Widerstand: Die unsichtbare Autobahn
600 gegen die A 20: Klein Gladebrügge wehrt sich gegen den Weiterbau der Ostseeautobahn. Die würde auf einer elf Meter hohen Trasse am Ort vorbei führen. Der Bürgermeister will vor Gericht ziehen.
In der sorgfältig gefegten Garage steht immer noch dieses Transparent. Rote Schrift auf weißem Bettlaken: "A 20 durch den Kreis Segeberg? Nein Danke!" Das Transparent hat Marianne Kiecksee auf ihren Gepäckträger geschnallt und gegen die geplante Autobahn 20 demonstriert, die auf einer 371 Meter langen und mehr als elf Meter hohen Trasse unmittelbar am Ortsrand von Klein Gladebrügge vorbeiführen soll - in Sichtweite vom Haus der Kiecksees.
Marianne Kiecksee ist 1966 mit ihrem Mann Erich in den 600-Seelen-Ort in Schleswig-Holstein gezogen, unweit von Bad Segeberg und dem Travetal. Seit 15 Jahren engagieren sich die beiden gegen die A 20. Genauer: gegen den zehn Kilometer langen und gut 153 Millionen teuren Bauabschnitt der so genannten Ostseeautobahn zwischen Wittenborn und Weede. "Diese geplante Hochbrücke bedroht das kleine Paradies, das wir uns hier geschaffen haben", sagt die 81-Jährige. "Alle, die hier wohnen, sind dagegen."

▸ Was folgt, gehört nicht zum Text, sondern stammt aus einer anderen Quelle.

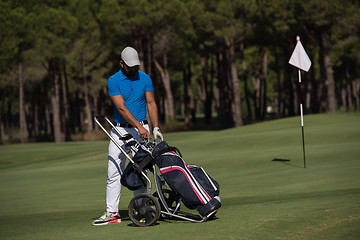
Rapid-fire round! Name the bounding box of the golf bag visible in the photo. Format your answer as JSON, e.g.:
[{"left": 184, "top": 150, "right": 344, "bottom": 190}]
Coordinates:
[{"left": 152, "top": 141, "right": 221, "bottom": 217}]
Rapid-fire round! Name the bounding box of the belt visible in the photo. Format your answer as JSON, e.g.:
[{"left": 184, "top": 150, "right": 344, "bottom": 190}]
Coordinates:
[{"left": 116, "top": 120, "right": 148, "bottom": 128}]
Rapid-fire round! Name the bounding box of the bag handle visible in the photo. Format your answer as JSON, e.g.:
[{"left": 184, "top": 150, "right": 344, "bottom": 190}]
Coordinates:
[{"left": 152, "top": 146, "right": 182, "bottom": 158}]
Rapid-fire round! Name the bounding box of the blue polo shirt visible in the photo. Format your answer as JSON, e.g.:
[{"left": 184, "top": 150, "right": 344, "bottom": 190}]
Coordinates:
[{"left": 107, "top": 69, "right": 154, "bottom": 124}]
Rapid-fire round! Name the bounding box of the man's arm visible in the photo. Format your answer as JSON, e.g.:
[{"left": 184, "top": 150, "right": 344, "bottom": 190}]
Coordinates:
[
  {"left": 110, "top": 95, "right": 150, "bottom": 140},
  {"left": 145, "top": 91, "right": 159, "bottom": 128},
  {"left": 145, "top": 91, "right": 163, "bottom": 140}
]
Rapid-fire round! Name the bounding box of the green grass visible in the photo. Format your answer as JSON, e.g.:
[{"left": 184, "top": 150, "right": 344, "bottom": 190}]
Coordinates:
[{"left": 0, "top": 113, "right": 359, "bottom": 240}]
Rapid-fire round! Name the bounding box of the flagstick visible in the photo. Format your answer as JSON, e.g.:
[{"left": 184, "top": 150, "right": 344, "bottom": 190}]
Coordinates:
[
  {"left": 298, "top": 65, "right": 306, "bottom": 168},
  {"left": 300, "top": 99, "right": 306, "bottom": 168},
  {"left": 289, "top": 35, "right": 310, "bottom": 168}
]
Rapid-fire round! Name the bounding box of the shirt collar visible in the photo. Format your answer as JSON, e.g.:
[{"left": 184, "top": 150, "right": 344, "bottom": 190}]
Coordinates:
[{"left": 119, "top": 68, "right": 140, "bottom": 81}]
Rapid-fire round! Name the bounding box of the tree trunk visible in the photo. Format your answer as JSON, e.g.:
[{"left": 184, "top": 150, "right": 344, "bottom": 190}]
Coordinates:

Kiecksee legt eine dicke gelbe Mappe auf den Couchtisch. Sie hat vieles von dem aufgehoben, was sich in Jahren des Widerstands angesammelt hat: Unterschriftenlisten, Protokolle von Anhörungen beim Landesbetrieb Straßenbau und Verkehr Schleswig-Holstein, Zeitungsausschnitte. Einer der bisher letzten Artikel in ihrer Sammlung dürfte ihr nicht sehr viel Mut machen: Die EU hat dem Weiterbau zugestimmt, mit dem die Lücke zwischen dem Osten und dem Westen des Landes geschlossen werden soll. In dieser Lücke liegt Klein Gladebrügge.

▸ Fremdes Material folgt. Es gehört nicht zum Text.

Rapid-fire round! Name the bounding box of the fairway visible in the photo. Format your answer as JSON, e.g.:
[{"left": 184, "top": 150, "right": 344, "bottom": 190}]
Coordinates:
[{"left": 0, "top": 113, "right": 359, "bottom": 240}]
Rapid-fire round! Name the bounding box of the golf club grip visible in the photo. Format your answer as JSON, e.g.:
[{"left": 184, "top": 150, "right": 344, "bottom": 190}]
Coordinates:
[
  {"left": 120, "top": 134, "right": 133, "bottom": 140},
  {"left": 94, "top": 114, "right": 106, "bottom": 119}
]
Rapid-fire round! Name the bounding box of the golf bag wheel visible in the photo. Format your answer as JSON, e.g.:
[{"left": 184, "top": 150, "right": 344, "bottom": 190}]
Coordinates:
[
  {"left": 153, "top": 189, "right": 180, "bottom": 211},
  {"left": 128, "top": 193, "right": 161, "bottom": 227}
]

Der Widerstand hier ist fast so alt wie die Geschichte der Autobahn selbst. Die Straße gilt als das Verkehrsprojekt Nummer eins der Wiedervereinigung und ist der längste zusammenhängende Autobahnneubau seit 1945. 1992 wurde mit dem Bau der Autobahn begonnen, die 279 Kilometer durch Mecklenburg-Vorpommern, 26 Kilometer durch Brandenburg und 20 Kilometer durch Schleswig-Holstein führt. Seit die A 20 im Dezember 2009 bis Weede für den Verkehr freigegeben wurde, ist sie zwischen Bad Segeberg und der A 11 nahe der polnischen Grenze durchgängig befahrbar. Nun soll es südlich von Bad Segeberg weitergehen.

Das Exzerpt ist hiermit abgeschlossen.